Averaging technical replicates

Since data are already in log2, myave function is actually taking geometric means.

In [8]:
def myave(L):
     new = [x for x in L if x >1]
     if new:
         return np.mean(new)
     else:
         return 0
        
# update samDict
# this is used when bad replicates need to be excluded
# black_list = set(low_intensity_replicates + bad_replicates)
# 
black_list = []
samDict2 = {}
for k,v in samDict.items():
    new = [x for x in v if x not in black_list]
    if new:
        # We may want to keep NIST and Q-std samples for other reasons including downstream QC
        if 'nist' not in k and 'q3' not in k:
            samDict2[k] = new

# Write ave_log2_ data
use_samples = samDict2.keys()
use_samples.sort()
s = 'mz\tretention_time\t' + '\t'.join(use_samples) + '\n'

# mydata contains mz, this set of data is already in log2
print(data.shape)
num_features = data.shape[0]

print("use_samples", use_samples[:3])
print(samDict2[use_samples[2]])

# mapper is faster than DataFrame lookup
new_data_header = [x for x in new_data]
mapper = []
for x in use_samples:
    mapper.append([new_data_header.index(ii) for ii in samDict2[x]])

for ii in range(num_features):
    mz, rtime = data.values[ii, :2]
    d = new_data.values[ii, :]
    ave_data = [myave( [d[ii] for ii in x] ) for x in mapper]
    s += '\t'.join( [str(mz), str(int(rtime)), ] + [str(round(x,2)) for x in ave_data] ) + '\n'
    
new_file = "ave_log2_" + datafile
with open(new_file, 'w') as file:
    file.write(s)
(7995, 31)
('use_samples', ['mock_6hr_01', 'mock_6hr_02', 'mock_6hr_03'])
['mock_6hr_03_1', 'mock_6hr_03_3', 'mock_6hr_03_5']

Summary

The above code illustrates simple QC and averaging replicates.

Not covered here, but filtering, normalization and imputation is often needed.

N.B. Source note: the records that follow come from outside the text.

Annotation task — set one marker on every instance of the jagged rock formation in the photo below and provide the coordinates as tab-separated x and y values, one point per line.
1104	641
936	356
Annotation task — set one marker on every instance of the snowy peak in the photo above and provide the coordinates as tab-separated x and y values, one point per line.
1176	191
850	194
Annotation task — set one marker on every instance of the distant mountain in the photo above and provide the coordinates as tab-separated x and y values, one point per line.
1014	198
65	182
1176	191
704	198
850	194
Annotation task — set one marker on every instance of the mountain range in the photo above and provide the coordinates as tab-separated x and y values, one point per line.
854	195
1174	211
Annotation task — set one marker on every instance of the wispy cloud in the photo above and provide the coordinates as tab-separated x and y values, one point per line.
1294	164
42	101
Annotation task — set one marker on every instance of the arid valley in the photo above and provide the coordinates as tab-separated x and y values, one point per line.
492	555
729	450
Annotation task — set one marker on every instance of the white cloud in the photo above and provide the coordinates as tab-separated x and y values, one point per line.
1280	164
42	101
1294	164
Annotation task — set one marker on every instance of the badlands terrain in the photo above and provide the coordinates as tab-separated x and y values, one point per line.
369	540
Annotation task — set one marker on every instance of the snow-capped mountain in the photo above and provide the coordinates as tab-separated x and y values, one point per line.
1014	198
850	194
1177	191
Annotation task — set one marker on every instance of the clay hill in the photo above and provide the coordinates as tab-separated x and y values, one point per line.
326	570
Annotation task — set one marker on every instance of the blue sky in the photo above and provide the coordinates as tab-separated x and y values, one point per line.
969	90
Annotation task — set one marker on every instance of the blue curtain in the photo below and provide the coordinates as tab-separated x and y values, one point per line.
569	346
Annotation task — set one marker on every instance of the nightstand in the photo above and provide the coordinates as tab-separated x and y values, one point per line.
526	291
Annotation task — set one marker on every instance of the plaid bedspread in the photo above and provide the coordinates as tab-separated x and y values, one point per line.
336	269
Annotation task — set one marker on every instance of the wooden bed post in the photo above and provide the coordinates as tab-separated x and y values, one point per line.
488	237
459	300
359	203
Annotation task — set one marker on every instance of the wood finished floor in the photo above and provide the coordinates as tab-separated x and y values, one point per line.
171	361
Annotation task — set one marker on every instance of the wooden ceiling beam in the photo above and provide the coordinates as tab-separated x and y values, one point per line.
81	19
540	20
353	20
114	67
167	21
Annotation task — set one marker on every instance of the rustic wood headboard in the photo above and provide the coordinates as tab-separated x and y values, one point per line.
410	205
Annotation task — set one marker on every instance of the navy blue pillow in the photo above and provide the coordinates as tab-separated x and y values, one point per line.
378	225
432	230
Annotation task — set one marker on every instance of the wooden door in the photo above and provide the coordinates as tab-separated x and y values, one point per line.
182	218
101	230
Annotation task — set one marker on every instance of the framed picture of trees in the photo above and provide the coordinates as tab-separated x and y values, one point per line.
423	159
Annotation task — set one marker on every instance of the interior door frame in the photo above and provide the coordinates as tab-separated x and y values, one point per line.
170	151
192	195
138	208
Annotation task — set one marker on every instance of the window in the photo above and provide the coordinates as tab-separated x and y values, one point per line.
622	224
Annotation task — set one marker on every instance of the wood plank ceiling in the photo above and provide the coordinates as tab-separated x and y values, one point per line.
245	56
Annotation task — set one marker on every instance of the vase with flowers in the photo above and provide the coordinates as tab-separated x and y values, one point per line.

Missing values can be problematic for some statistical methods, including linear regression. Data should be filtered to have fewer missing values. The missing values can be imputed by replacement of minimal values of a feature row (i.e. minimal detected values in the same feature). Other imputation methods are available too. Imputation may be performed prior to normalization, as the normalization method may be sensitive to missing data.